Dean and I spent most of the day yesterday staining the new front door. My back aches and my head still feels fuzzy from the fumes. (I wonder if this is what sniffing glue feels like?). But the door is turning out to be really lovely. Now we just have to put on three coats of varnish, sanding between each coat, and we'll be done (and can get started on the same for the back door).
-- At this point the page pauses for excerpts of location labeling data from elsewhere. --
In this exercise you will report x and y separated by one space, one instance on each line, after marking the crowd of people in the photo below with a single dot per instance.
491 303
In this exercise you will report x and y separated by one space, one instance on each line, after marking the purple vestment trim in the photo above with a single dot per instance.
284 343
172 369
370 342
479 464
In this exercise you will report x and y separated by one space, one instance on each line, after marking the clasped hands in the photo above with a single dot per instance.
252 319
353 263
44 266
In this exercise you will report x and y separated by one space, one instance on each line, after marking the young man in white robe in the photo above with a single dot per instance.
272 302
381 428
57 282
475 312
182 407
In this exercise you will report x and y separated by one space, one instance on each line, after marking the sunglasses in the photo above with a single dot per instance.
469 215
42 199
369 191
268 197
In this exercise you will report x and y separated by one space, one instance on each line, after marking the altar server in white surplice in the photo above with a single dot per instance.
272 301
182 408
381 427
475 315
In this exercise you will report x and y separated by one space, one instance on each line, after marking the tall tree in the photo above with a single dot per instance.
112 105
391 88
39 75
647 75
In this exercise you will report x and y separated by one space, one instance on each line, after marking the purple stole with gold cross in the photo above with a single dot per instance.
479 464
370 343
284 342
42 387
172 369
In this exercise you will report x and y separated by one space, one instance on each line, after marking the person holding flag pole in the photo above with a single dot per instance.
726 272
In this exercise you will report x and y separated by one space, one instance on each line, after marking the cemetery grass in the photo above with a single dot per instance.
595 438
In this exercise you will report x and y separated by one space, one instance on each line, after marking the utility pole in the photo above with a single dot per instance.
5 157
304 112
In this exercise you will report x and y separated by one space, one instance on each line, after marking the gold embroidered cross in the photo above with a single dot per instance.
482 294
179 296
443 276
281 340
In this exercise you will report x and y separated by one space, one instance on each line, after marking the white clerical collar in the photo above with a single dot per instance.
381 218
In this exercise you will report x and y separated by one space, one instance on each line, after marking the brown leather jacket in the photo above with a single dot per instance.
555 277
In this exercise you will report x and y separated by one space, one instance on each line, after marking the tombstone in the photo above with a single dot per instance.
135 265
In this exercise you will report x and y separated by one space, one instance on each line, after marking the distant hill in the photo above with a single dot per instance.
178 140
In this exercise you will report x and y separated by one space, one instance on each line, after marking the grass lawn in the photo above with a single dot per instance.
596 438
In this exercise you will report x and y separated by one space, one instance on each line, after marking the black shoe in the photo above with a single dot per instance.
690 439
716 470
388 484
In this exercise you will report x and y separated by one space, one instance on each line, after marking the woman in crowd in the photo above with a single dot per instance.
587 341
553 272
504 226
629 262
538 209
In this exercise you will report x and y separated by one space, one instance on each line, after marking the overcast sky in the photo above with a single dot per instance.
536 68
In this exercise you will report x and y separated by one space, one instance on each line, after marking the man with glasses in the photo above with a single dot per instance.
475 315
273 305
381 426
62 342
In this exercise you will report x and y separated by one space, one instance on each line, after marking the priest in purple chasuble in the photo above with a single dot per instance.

Ahh, the joys of homo-nership.
Layers of green shag smothered oak hardwoods,
rolls of 1950’s newspapers insulated
a basement stairway closet, aluminum-framed
windows with broken seals grew a greenish algae.
But how else could we look back now upon
romantic weekends scraping layers of paint,
lovers quarrelling over colors for siding, then
hanging new double-hungs.
Re-roofing, re-plumbing , re-wiring,
removing a false lowered ceiling:
not so much a revision
as a retelling,
adding to what had gone before,
working up the sweet sweat
that makes a relationship hum,
makes a place indelibly, undeniably yours.
It’s how we come to inhabit where we are:
tearing down a wall, planting a tree,
brushing another coat of paint onto plaster,
lowering a hedge to reclaim a view.
Like when we wrote our names
onto the closet wall of the first apartment
we shared, before re-paneling it with cedar —
we’re still there, beneath the surface, built in.